La guerra dei dazi affonda le borse, la Cina reagisce

La guerra dei dazi affonda le borse, la Cina reagisce

PECHINO. – I dazi Usa su acciaio e alluminio, più le nuove misure decise da Donald Trump per colpire l’import dalla Cina fino a 60 miliardi di dollari, affondano le Borse mondiali per i timori di una guerra commerciale su vasta scala, a maggior ragione dopo che Pechino ha preannunciato una reazione. Un primo piano di contromosse, ancora in fase di valutazione, da tre miliardi di dollari, pronto a colpire 128 prodotti a stelle e strisce.

La prevedibile scossa sui mercati, partita da Wall Street subito dopo l’annuncio della Casa Bianca, si è estesa come uno tsunami sui mercati asiatici con il tonfo di Tokyo che ha perso oltre il 4,5%, Shangai e Seul in calo di oltre il 3% e Hong Kong che ha chiuso a -2,45%. Un’onda che ha trascinato al ribasso anche i listini europei, con Parigi e Francoforte che hanno perso oltre l’1,5%, registrando il nervosismo degli indici che risentono positivamente dell’esenzione dell’Ue fino a maggio ma registrano la tensione per una trattativa dall’esito nient’affatto scontato tra Bruxelles e Washington nelle prossime settimane.

“Mi sembra impossibile coprire tutte le questioni Ue-Usa da qui all’1 maggio. Non mi sembra una data realistica”, ha avvertito il presidente della Commissione Ue Jean-Claude Juncker al termine del Consiglio europeo.

Il ministero del Commercio cinese, auspicando passi indietro di Trump per evitare danni “seri” ai rapporti bilaterali e all’interscambio globale, ha spiegato che le misure all’import di prodotti Usa – in risposta alla stretta su acciaio e alluminio – potrebbero essere adottate, in mancanza di un accordo, in due tranche, preannunciando l’ipotesi di azioni in linea con le norme del Wto, l’Organizzazione mondiale del commercio. Al quale pensa di ricorrere anche Mosca.

Pechino “sollecita così gli Usa a risolvere i timori cinesi il prima possibile”, recita una nota postata sul sito del ministero che non fissa scadenze, ma chiede il dialogo. Tra i beni nel mirino carne di maiale, frutta, tubi di acciaio, scarti in alluminio, vino ed etanolo per 3 miliardi di dollari ai valori del 2017. I prodotti scelti sono divisi in due gruppi di cui uno a dazi del 10%, come per quelli Usa sull’import di alluminio, e un secondo destinato all’aliquota al 25%, come per le misure americane sull’acciaio.

L’approccio di Pechino appare al momento conciliante. Ma in gioco, con un inasprimento della tensione, l’attenzione finirebbe sui settori chiave come quello agricolo e delle auto: nel 2017 gli Usa hanno spedito il 60% della soia prodotta verso la Cina per 14,6 miliardi di dollari e auto e componenti per 14,2 miliardi. Colossi della Corporate America come Caterpillar e Boeing hanno ricavi legati al Dragone rispettivamente del 9 e dell’11%.

La vera arma nucleare però, secondo gli analisti, più che la vendita dei bond del Tesoro Usa – evocata in un’intervista a Bloomberg dall’ambasciatore cinese a Washington – potrebbe essere in ultima ratio la svalutazione dello yuan.
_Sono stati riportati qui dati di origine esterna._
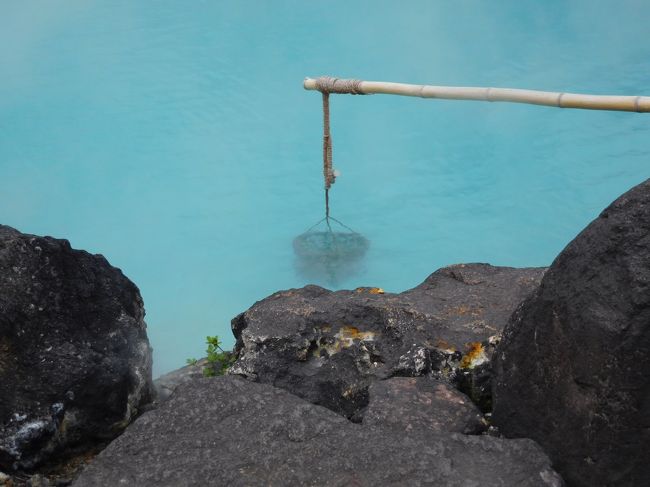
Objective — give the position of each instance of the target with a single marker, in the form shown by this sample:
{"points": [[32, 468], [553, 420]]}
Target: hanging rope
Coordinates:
{"points": [[327, 85]]}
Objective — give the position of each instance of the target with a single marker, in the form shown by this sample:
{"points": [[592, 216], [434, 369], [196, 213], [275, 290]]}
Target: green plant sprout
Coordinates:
{"points": [[218, 359]]}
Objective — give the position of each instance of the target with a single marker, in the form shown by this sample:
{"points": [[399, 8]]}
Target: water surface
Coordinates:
{"points": [[175, 138]]}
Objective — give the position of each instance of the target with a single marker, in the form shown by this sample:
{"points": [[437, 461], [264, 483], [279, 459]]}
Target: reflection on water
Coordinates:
{"points": [[327, 256], [180, 143]]}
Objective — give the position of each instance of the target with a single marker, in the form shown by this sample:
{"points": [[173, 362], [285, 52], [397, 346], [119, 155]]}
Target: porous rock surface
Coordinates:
{"points": [[230, 431], [328, 347], [572, 370], [75, 361], [421, 403]]}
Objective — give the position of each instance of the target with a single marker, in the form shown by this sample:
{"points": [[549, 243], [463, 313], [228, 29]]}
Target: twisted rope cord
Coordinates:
{"points": [[327, 85]]}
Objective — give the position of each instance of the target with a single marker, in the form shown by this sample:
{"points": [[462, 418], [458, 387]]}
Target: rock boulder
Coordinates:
{"points": [[75, 361], [232, 432], [572, 371], [327, 347]]}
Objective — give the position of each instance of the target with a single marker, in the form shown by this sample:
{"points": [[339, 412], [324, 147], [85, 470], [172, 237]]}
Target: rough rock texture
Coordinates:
{"points": [[230, 431], [327, 347], [75, 361], [420, 403], [573, 367]]}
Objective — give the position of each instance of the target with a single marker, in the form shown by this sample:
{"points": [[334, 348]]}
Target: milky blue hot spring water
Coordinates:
{"points": [[175, 138]]}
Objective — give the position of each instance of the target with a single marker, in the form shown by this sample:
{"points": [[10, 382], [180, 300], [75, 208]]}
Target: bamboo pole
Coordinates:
{"points": [[552, 99]]}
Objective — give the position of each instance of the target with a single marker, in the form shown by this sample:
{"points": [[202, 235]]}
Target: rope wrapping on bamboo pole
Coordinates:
{"points": [[640, 104], [327, 85]]}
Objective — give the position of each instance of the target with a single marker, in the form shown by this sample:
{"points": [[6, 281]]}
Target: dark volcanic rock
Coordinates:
{"points": [[420, 403], [75, 362], [573, 367], [327, 347], [232, 432]]}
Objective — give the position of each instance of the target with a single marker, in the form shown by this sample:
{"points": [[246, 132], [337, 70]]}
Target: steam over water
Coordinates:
{"points": [[175, 138]]}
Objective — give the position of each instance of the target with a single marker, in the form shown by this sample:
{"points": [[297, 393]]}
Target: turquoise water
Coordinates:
{"points": [[175, 138]]}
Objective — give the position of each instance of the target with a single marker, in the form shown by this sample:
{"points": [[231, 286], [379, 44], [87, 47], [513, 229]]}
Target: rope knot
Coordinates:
{"points": [[327, 84]]}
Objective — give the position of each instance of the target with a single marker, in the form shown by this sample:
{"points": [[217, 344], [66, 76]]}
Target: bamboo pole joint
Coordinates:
{"points": [[326, 84]]}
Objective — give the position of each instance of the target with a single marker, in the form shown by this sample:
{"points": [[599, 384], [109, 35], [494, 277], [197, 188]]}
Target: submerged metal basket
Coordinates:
{"points": [[330, 245], [325, 255]]}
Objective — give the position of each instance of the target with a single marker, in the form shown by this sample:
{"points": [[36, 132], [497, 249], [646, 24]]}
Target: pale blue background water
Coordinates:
{"points": [[175, 138]]}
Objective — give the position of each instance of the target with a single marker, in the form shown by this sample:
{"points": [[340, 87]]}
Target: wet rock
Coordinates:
{"points": [[75, 362], [230, 431], [327, 347], [423, 404], [572, 369]]}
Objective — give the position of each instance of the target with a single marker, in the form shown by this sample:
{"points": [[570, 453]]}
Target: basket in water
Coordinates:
{"points": [[330, 245]]}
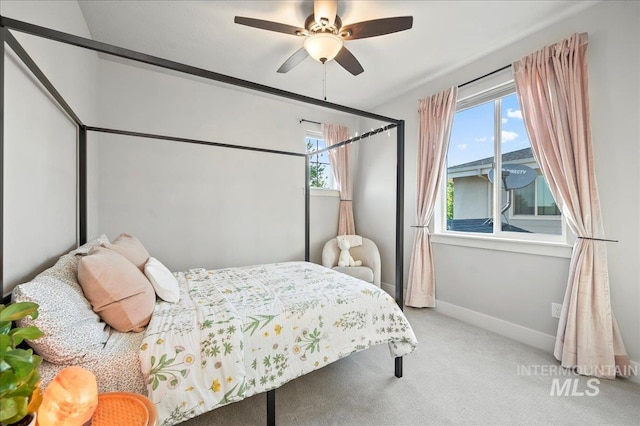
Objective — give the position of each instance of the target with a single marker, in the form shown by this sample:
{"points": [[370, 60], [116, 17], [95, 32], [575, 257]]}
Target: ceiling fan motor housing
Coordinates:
{"points": [[314, 27]]}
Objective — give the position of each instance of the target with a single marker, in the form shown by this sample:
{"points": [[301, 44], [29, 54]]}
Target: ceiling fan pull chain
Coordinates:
{"points": [[324, 81]]}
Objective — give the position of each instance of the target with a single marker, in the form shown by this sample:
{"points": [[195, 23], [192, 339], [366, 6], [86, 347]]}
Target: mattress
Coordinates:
{"points": [[241, 331]]}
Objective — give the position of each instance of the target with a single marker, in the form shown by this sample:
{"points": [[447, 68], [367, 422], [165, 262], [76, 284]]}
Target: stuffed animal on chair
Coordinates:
{"points": [[345, 258]]}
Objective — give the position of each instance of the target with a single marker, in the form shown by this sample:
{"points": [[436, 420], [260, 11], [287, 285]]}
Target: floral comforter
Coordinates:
{"points": [[241, 331]]}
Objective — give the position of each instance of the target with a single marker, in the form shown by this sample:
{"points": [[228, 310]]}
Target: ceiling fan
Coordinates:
{"points": [[325, 35]]}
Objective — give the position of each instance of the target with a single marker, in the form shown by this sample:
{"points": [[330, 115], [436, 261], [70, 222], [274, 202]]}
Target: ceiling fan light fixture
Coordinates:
{"points": [[323, 47]]}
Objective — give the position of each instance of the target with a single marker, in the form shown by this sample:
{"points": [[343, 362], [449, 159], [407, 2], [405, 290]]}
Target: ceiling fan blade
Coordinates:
{"points": [[270, 26], [376, 27], [348, 61], [327, 9], [294, 60]]}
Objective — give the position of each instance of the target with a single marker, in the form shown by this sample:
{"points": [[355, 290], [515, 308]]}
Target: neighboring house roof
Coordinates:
{"points": [[513, 156], [479, 225]]}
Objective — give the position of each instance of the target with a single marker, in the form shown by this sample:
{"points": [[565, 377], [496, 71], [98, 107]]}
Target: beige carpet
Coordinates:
{"points": [[459, 375]]}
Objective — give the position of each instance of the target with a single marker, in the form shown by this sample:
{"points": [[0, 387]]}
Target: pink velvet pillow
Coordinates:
{"points": [[116, 289], [131, 248]]}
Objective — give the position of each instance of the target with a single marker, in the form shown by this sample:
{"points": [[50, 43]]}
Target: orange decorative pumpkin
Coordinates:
{"points": [[70, 399]]}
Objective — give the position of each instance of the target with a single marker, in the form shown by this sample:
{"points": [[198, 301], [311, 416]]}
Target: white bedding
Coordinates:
{"points": [[241, 331]]}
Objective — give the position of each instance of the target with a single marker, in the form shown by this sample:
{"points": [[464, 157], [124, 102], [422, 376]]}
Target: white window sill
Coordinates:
{"points": [[540, 248], [324, 192]]}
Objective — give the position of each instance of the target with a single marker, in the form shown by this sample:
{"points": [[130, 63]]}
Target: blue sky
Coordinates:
{"points": [[472, 135]]}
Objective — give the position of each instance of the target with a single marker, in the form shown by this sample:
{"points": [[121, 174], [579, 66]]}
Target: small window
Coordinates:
{"points": [[320, 172], [488, 134]]}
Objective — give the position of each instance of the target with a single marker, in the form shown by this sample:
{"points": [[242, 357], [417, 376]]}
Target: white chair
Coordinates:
{"points": [[368, 253]]}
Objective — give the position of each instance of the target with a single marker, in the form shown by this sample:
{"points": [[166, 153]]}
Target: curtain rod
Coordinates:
{"points": [[486, 75], [353, 139], [308, 121]]}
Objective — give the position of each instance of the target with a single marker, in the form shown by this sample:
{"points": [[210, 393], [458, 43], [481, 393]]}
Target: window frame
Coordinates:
{"points": [[311, 134], [534, 243]]}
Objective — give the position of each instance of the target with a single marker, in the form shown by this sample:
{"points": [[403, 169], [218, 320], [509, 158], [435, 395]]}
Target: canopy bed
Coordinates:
{"points": [[301, 287]]}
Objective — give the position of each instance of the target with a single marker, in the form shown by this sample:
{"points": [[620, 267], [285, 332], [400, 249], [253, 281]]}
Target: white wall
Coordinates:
{"points": [[39, 214], [519, 288], [199, 206]]}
Mossa che rischierebbe al contempo di essere un boomerang per la stesa economia cinese.

Pechino ha riportato nel 2017 un surplus commerciale record di 275,8 miliardi verso gli Usa, pari al 65% dell’attivo globale, mentre nei dati del Census Bureau risulta addirittura di 375,2 miliardi. Trump ha accusato il Dragone di pratiche scorrette e di furto di proprietà intellettuale e tecnologia. Nell’auto, ad esempio, l’omologazione dei veicoli comporta il deposito delle caratteristiche tecniche dettagliate di motori e altro.

Il presidente Xi Jinping, appena consolidatosi per un secondo mandato al vertice dello Stato, punta alla stabilità economica per la costruzione di “una società moderatamente prospera” con una vita “confortevole” diffusa. Il vicepresidente Wang Qishan, tornato in servizio dal pensionamento dal Pcc di ottobre, fa parte del team economico col vice premier Liu He. I due avranno incontri informali con controparti Usa al China Development Forum dedicato alla “Cina nella nuova era”, a Pechino fino a lunedì. Un’occasione per provare a disinnescare la guerra commerciale.